We've all experienced the power of video advertising-- ads such as Google's "Parisian love" and Nike's "Basketball never stops" demonstrate that the combination of solid storytelling, visuals, and sound can tug at our heartstrings and move us in ways no other medium can.

"When was the last time anyone got emotional over a banner ad?" said Tim Avila, VP of product marketing at Brightroll, at last week's iMedia Video Summit in San Antonio, Tex. "Never. But video offers the full sight and sound experience. You can tell a great story with video and that's why we're seeing such extraordinary growth...the penetration of the medium into the marketplace is substantially deeper than it has ever been. "

The enormous leaps and bounds that video advertising has made are astounding. Just think -- in the 1970's and 80's there were only 10 cable channels. By the 1990's there were 60 channels, and that number grew to 300 in the early 2000's.

Today, there are thousands of sites and channels spread across four screens. The fact that video is now always on demand means that it has a targetable reach, which translates to reaching granular audiences at scale. Consider this: 185 million people watch online video today, resulting in a 55 percent growth in ad spending.

Another way in which video has evolved, is that "prime time" is no longer the only prime time for viewership.

According to Avila, BrightRoll (the leading aggregator of video viewers in the U.S.) sees billions of ad requests per month. "Those ad requests are a good indicator of when folks are watching," Avila said. "We see a surprising spike around 9pm...[this is a possible indicator that] folks are engaging with TV on their tablets and smartphones during this time."

The evening isn't the only time where advertisers are seeing a spike in viewership.
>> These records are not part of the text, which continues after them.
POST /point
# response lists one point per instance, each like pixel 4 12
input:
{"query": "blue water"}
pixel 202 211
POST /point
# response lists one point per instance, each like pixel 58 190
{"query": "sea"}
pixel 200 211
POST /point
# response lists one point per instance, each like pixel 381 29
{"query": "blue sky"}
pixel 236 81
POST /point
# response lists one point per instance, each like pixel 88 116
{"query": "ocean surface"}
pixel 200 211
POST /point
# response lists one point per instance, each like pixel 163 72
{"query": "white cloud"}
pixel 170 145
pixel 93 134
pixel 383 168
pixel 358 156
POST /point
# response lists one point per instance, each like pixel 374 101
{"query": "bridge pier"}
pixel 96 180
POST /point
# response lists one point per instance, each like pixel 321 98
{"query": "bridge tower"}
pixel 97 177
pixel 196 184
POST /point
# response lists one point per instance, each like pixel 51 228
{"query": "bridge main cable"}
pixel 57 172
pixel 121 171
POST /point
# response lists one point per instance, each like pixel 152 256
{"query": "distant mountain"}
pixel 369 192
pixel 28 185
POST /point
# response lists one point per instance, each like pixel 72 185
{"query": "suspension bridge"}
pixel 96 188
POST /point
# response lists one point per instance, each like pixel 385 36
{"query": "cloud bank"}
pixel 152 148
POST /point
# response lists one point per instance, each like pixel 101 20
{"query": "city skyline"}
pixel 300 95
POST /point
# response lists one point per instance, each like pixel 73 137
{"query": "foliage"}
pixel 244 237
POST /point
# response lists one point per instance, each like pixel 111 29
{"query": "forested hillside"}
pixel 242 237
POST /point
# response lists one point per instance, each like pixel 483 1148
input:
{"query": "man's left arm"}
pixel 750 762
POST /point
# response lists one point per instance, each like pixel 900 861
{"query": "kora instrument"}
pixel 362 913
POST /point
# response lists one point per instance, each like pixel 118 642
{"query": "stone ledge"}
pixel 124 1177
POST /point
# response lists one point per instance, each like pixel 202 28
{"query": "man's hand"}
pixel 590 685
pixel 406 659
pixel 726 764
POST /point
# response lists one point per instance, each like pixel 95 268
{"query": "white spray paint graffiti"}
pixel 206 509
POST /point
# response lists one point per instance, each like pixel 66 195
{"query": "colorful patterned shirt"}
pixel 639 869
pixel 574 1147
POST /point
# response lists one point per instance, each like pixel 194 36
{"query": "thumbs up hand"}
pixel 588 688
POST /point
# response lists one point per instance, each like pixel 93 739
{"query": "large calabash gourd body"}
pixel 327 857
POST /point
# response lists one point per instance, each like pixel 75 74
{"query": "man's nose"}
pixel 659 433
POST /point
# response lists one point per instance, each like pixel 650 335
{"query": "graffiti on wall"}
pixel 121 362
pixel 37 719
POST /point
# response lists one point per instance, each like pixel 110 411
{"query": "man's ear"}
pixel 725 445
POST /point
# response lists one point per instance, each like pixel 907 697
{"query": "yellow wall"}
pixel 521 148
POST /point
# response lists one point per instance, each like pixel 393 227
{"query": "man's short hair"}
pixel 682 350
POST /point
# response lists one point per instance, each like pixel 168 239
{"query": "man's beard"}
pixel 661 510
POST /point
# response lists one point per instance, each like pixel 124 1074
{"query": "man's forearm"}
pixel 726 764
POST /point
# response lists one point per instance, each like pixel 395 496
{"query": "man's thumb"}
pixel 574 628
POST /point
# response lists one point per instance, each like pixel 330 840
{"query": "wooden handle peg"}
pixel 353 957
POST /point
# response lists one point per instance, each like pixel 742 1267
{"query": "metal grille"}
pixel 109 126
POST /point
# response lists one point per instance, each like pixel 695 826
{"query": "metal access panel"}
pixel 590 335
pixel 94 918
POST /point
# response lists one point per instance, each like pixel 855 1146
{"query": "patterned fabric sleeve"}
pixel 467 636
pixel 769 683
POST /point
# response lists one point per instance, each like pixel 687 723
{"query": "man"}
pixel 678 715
Data confirms that users are also consuming media in the morning hours and in the late afternoon -- suggesting that they're watching video on their mobile devices during their commute to and from work.

This demonstrates that knowing on what devices consumers are viewing video is just as important as knowing when they're "tuning in."

At 107 million users, "phones are the underdog," Avila said. The average smartphone owner spends 119 minutes a day on their mobile device, and over 23 percent of this time is spent consuming mobile media. These numbers are expected to significantly increase over time. In fact, mobile is the fastest growing segment of video.

Today, there are 55 million tablet users, a 62 percent increase in users just this year. By 2014,   eMarketer predicts that there will be a 36 percent increase in tablet use.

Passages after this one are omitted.